En 1663, la Nouvelle-France ne disposait pas d'instrument pour mesurer l'amplitude des secousses sismiques, rappelle le professeur Locat. «Pour caractériser ce tremblement de terre, les sismologues ont dû s'en remettre à des textes rédigés par des témoins oculaires qui décrivent l'événement et ses répercussions. En cartographiant les dommages et leur importance dans différentes régions du Québec, ils ont pu déduire que l'épicentre se trouvait dans le fleuve, au large de Baie-Saint-Paul, et que la magnitude de la secousse équivalait à 7 sur l'échelle de Richter.»
Selon les écrits historiques, ce séisme a été ressenti tout le long du Saint-Laurent jusqu'à Montréal, et sur la côte atlantique, de l'Acadie jusqu'à New York. Dans les Relations des Jésuites, le père Jérôme Lalemant fait une description apocalyptique des dégâts observés dans la région de Shawinigan, pourtant située à 240 km de l'épicentre. «L'on voit de nouveaux lacs où il n'y en eut jamais; on ne voit plus certaines montagnes qui sont engouffrées; plusieurs saults sont aplanis; plusieurs rivières ne paraissent plus; la terre s'est fendue en bien des endroits, et a ouvert des précipices dont on ne trouve point le fond; enfin il s'est fait une telle confusion de bois renversés et abîmés, qu'on voit à présent des campagnes de plus de mille arpents toutes rases, et comme si elles étaient tout fraîchement labourées, là où peu auparavant il n'y avait que des forêts.»
Difficile de départager le lyrisme épistolaire des faits avérés dans pareils écrits. C'est pourquoi Jacques Locat a eu l'idée d'examiner les mouvements de terrain survenus à la suite de ce séisme afin d'en préciser la puissance. «Il est possible de déterminer à quel moment s'est produit un glissement de terrain en faisant appel à différentes méthodes de datation. On peut ainsi distinguer ceux qui ont un lien avec le tremblement de terre de 1663.» Le chercheur a ainsi répertorié et analysé 21 glissements de terrain répartis sur un territoire qui s'étend de Shawinigan à Betsiamites et qui englobe une partie de la rive sud du fleuve.
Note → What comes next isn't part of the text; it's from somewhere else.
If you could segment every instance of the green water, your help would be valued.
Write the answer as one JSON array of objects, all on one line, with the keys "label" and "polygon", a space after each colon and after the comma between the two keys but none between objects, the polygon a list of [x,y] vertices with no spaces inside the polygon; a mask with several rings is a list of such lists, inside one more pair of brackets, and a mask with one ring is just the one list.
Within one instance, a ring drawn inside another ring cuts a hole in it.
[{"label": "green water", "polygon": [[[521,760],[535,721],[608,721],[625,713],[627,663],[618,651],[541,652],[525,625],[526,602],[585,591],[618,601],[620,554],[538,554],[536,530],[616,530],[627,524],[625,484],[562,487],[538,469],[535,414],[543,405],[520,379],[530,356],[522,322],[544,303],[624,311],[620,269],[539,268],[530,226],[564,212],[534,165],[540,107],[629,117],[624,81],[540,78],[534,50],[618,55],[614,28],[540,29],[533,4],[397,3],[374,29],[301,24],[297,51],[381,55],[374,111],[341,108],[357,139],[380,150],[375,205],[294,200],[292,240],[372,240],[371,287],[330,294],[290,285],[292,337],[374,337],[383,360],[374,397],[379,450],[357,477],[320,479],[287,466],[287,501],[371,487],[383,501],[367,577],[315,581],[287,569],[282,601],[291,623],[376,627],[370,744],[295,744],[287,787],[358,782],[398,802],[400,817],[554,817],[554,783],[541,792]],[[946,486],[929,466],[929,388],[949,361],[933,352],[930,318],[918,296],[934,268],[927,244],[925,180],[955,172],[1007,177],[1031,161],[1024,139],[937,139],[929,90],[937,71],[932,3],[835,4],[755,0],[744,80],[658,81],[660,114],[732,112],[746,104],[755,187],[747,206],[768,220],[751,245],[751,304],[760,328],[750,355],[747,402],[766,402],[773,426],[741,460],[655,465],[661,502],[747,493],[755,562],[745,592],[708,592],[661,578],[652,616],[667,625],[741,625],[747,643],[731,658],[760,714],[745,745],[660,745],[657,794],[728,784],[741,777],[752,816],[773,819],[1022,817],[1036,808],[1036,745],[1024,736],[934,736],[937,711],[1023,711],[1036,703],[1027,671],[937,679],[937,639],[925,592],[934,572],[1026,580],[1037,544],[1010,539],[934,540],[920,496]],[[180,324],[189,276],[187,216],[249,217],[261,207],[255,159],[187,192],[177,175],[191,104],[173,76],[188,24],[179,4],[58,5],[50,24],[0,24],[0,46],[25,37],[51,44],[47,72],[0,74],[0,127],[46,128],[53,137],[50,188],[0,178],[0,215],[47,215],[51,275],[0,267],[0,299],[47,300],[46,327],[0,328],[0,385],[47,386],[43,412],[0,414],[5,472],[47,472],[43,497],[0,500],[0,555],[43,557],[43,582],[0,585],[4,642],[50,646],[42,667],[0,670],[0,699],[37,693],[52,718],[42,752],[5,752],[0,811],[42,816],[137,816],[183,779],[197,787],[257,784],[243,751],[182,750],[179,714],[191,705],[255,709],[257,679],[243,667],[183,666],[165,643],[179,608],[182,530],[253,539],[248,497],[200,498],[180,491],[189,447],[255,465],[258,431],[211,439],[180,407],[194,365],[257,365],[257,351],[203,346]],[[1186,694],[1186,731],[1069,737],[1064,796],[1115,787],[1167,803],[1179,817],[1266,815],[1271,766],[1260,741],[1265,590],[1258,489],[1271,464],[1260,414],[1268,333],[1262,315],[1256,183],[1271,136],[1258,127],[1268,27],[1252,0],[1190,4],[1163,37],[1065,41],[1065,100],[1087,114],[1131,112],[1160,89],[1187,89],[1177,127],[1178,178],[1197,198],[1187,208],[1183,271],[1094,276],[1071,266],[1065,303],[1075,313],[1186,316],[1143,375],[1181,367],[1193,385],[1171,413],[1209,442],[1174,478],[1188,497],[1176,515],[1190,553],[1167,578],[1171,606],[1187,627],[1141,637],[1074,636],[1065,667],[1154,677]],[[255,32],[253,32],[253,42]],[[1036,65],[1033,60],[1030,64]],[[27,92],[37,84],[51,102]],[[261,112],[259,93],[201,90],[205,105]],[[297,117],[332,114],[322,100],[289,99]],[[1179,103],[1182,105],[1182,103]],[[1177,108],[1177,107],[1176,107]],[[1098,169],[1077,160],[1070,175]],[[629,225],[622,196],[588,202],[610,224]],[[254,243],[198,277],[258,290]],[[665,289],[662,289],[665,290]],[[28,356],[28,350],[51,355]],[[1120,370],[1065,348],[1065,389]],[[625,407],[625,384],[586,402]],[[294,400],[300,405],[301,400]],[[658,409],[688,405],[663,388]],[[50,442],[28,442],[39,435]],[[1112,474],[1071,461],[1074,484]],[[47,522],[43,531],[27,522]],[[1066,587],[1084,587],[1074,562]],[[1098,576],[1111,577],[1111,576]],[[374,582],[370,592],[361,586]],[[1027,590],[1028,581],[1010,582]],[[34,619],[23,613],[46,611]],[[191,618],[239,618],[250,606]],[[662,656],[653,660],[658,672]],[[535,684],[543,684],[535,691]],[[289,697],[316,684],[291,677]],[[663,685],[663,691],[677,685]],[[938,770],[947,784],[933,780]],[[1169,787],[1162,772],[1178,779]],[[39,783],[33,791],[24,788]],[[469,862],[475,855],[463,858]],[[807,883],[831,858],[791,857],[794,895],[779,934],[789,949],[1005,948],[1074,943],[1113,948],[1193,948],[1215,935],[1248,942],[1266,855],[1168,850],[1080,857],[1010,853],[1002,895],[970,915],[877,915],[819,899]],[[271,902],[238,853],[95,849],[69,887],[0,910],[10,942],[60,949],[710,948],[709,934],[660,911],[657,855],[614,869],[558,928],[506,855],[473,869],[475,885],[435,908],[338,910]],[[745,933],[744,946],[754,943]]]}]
Cette zone sinistrée prend des allures de rectangle géant de 500 km par 200 km, à l'intérieur duquel le séisme a été assez puissant pour laisser sa violente signature.
Deux conclusions découlent de l'exercice. La première: l'épicentre du séisme de Charlevoix était probablement situé plus au nord, dans le bouclier laurentien, et non dans le fleuve. La seconde: sa magnitude aurait atteint 7,5. «C'est 50 fois plus élevé que le tremblement de terre de 1988, souligne le professeur Locat. Quant à l'énergie dissipée, elle est 175 fois plus grande. Sa puissance équivaut à 179 bombes atomiques d'Hiroshima.»
Ce n'est pas uniquement par souci de rigueur historique que le chercheur s'est intéressé à cette question. «La force des tremblements de terre est utilisée pour dresser la carte de l'accélération maximale au sol, un outil servant à définir les normes de construction des bâtiments. Comme le tremblement de terre de Charlevoix est l'un des plus puissants à avoir frappé le nord-est de l'Amérique du Nord, il est important d'en connaître l'amplitude exacte.»
Que se passerait-il si un séisme de cette force secouait le Québec aujourd'hui? Le professeur Locat préfère ne pas s'aventurer en terrain aussi glissant. «C'est très compliqué de faire de telles prédictions. On ne sait tout simplement pas où surviendraient les dommages et quelle serait leur importance.»